Mason Republicans and Democrats host public debate

by Sarmat Chowdhury

Elizabeth Dorrian, Colin Sapko and Wisdom Nwike represented the College Republicans at a public debate in the Johnson Center on Oct. 19. (Claire Cecil/Fourth Estate)

Elizabeth Dorrian, Colin Sapko and Wisdom Nwike represented the College Republicans at a public debate in the Johnson Center on Oct. 19. (Claire Cecil/Fourth Estate)

On October 19, the Johnson Center was the host venue to the annual event “First Of All: We Vote,” a debate on the electoral issues of the season held traditionally between the College Republicans and the George Masson Democrats.

This year, the event was hosted by Student Government, Alpha Phi Alpha fraternity, College Republicans, George Mason Democrats and the Roosevelt Institute. Moderating the debate were Khushboo Bhatia, student body president, and Aaron Agyemang, “Obelisk” and secretary/treasurer of Alpha Phi Alpha. Almost 100 students attended the event.

Both moderators said they were excited about the chance to moderate this year’s iteration of the event. When asked about her hopes for the event, Bhatia said one of Student Government’s goals for the debate was to have an active audience.

“[Student Government] hoped that an engaged audience would be present at the event, and that was definitely the case. We received many questions to pose to the teams for the debate, both from the audience and via social media,” Bhatia said.

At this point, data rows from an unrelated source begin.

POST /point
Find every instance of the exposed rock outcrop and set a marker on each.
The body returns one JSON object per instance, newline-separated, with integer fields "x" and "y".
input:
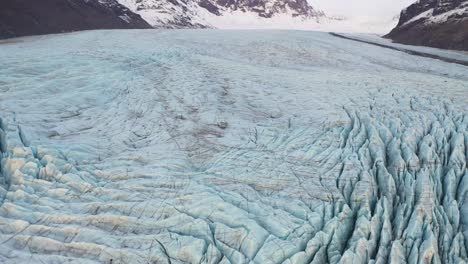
{"x": 23, "y": 17}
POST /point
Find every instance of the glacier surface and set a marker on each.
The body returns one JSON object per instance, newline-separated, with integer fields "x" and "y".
{"x": 208, "y": 146}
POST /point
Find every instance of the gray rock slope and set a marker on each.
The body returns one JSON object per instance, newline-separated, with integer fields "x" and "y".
{"x": 435, "y": 23}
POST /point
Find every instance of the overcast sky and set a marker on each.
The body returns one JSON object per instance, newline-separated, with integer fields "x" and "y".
{"x": 382, "y": 9}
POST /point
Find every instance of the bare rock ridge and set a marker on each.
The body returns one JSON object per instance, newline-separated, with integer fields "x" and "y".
{"x": 199, "y": 13}
{"x": 23, "y": 17}
{"x": 435, "y": 23}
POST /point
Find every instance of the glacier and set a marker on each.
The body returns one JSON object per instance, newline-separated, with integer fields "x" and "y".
{"x": 226, "y": 146}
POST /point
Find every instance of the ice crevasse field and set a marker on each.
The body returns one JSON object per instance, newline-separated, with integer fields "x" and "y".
{"x": 206, "y": 146}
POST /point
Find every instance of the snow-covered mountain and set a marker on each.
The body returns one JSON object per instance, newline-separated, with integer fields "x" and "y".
{"x": 24, "y": 17}
{"x": 436, "y": 23}
{"x": 226, "y": 147}
{"x": 221, "y": 13}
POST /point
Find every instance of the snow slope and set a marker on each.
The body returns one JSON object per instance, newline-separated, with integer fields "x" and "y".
{"x": 205, "y": 146}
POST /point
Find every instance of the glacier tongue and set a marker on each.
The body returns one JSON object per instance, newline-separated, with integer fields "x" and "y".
{"x": 230, "y": 147}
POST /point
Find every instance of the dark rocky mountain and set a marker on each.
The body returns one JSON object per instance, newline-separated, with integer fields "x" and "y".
{"x": 33, "y": 17}
{"x": 204, "y": 13}
{"x": 435, "y": 23}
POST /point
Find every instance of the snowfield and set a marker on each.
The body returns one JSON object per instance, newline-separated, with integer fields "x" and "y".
{"x": 209, "y": 146}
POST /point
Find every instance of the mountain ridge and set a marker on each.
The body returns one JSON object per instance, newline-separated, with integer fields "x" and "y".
{"x": 434, "y": 23}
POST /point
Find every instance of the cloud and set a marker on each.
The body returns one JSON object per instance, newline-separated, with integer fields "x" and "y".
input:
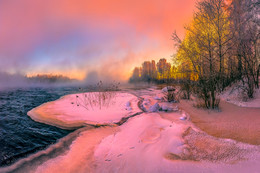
{"x": 74, "y": 37}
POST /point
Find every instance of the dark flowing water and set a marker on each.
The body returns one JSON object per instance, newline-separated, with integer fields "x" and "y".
{"x": 20, "y": 136}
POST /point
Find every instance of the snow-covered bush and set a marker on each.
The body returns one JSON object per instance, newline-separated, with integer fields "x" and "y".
{"x": 103, "y": 98}
{"x": 169, "y": 94}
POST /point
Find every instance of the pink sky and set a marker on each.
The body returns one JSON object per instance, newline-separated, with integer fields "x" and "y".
{"x": 75, "y": 37}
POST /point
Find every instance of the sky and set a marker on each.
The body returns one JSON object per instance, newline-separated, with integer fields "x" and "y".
{"x": 80, "y": 37}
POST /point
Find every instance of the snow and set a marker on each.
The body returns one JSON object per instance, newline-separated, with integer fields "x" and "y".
{"x": 168, "y": 88}
{"x": 154, "y": 108}
{"x": 154, "y": 141}
{"x": 149, "y": 143}
{"x": 64, "y": 114}
{"x": 235, "y": 94}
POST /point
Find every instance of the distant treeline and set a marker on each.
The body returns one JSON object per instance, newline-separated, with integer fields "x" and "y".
{"x": 49, "y": 79}
{"x": 159, "y": 72}
{"x": 221, "y": 46}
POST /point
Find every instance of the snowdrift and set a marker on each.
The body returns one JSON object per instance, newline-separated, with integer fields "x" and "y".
{"x": 67, "y": 113}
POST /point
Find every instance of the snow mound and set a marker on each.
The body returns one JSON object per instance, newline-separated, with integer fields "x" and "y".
{"x": 149, "y": 143}
{"x": 140, "y": 145}
{"x": 67, "y": 113}
{"x": 154, "y": 108}
{"x": 168, "y": 88}
{"x": 236, "y": 95}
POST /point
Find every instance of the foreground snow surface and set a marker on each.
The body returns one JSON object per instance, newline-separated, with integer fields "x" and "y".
{"x": 149, "y": 142}
{"x": 68, "y": 113}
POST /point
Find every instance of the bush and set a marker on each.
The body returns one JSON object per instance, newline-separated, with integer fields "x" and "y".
{"x": 103, "y": 98}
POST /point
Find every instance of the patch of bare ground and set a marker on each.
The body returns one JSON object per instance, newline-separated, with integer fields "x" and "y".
{"x": 233, "y": 122}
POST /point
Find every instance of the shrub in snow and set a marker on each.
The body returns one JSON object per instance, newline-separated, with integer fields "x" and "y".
{"x": 168, "y": 88}
{"x": 101, "y": 99}
{"x": 157, "y": 98}
{"x": 166, "y": 108}
{"x": 169, "y": 94}
{"x": 154, "y": 108}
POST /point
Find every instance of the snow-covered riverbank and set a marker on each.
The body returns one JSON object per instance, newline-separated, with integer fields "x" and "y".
{"x": 153, "y": 141}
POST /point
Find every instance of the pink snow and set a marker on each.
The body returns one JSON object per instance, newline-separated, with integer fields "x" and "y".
{"x": 67, "y": 113}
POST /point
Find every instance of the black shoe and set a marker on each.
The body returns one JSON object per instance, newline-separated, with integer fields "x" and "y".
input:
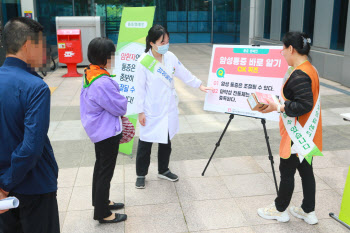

Agyemang shared a similar sentiment. During his introduction, he said the event corresponded to Alpha Phi Alpha’s program, “A Voteless People is a Hopeless People” (VPHP), which was started by Alpha Phi Alpha’s national chapter in the 1930s. The program was originally founded to ensure that African Americans would be able to register to vote, combatting the various Jim Crow era laws. Today, the program has shifted to creating political awareness and empowerment for voters.

“I want people to be aware of the election on November 3, and to ensure that people actually go out and vote. If you want somebody in charge, go out and vote. Having both the Democrats and Republicans present their platforms shows students that their ideas are different,” Agyemang said.

With the university in close proximity to both Fairfax City Hall and to the nation’s capital, Bhatia hoped that similar future events would have an impact on the Mason community.

“They are educational, and the importance of having them is that students need to be educated about all the issues that affect the various levels of government, be it local, state and federal,” Bhatia said.

Agyemang pointed out that there was a portion of the Mason community that was missing from the event.

“I also wish that some members of the George Mason University administration were in attendance with events such as this, where the topic of tuition increase and access to education are brought up,” Agyemang said.

Debating on behalf of the George Mason Democrats were freshmen Tim O’Shea, Danni Gonyo and Alex Hannon. From the College Republicans were sophomores Elizabeth Dorrian, Colin Sapko and Wisdom Nwike. Both teams were on stage debating issues ranging from local and state election issues, to audience questions about marijuana legalization, gun control, Planned Parenthood, ABC laws, the DREAM Act and  the “Black Lives Matter vs. All Lives Matter” question.

O’Shea, of the George Mason Democrats, addressed the last question stating, “Obviously black lives matter, because of the structural violence and institutional racism that this community continues to face.”

Nwike, of the College Republicans, agreed that “black lives do matter, but as do [the lives of] Whites, Latinos and Asians.” He also added a statement that garnered the most reaction during the debates: “The black man is the most privileged man in America.” After an initial moment of silence from the audience, Nwike’s comment earned a smattering of applause and quite a few agitated reactions. Due to the time restrictions on the rebuttal, Nwike was not able to further elaborate on his statement.

Audience members had various opinions on debate topics and reasons for their attendance. Sophomore Isis Mosqueda, a government and international politics major, initially attended the event for the George Mason Democrats as she serves as treasurer for the organization.

“I also wanted to get a feel on where Mason students stand on the issues that were presented today,” Mosqueda said.

Similarly, sophomore Samuel Carpenter, a business management major, stated, “I like seeing what the ‘political climate’ at the university is like, while also seeing what many of my peers think. I like to see new ideas presented.”

Junior Ryan Cook, a finance major, had a different perspective saying, “I came last year, and while I am not affiliated with either group that is debating, I love seeing people involved in these events. I also came for the entertainment factor; really wanted to see people go at it.”

All agreed the event was well managed, though Carpenter had wished for a different outcome concerning the questions.

“I would have liked to see questions that challenged the debaters to outline policy, showing the key differences between the parties. I would have also liked to have seen a Libertarian perspective at the debate,” Carpenter said.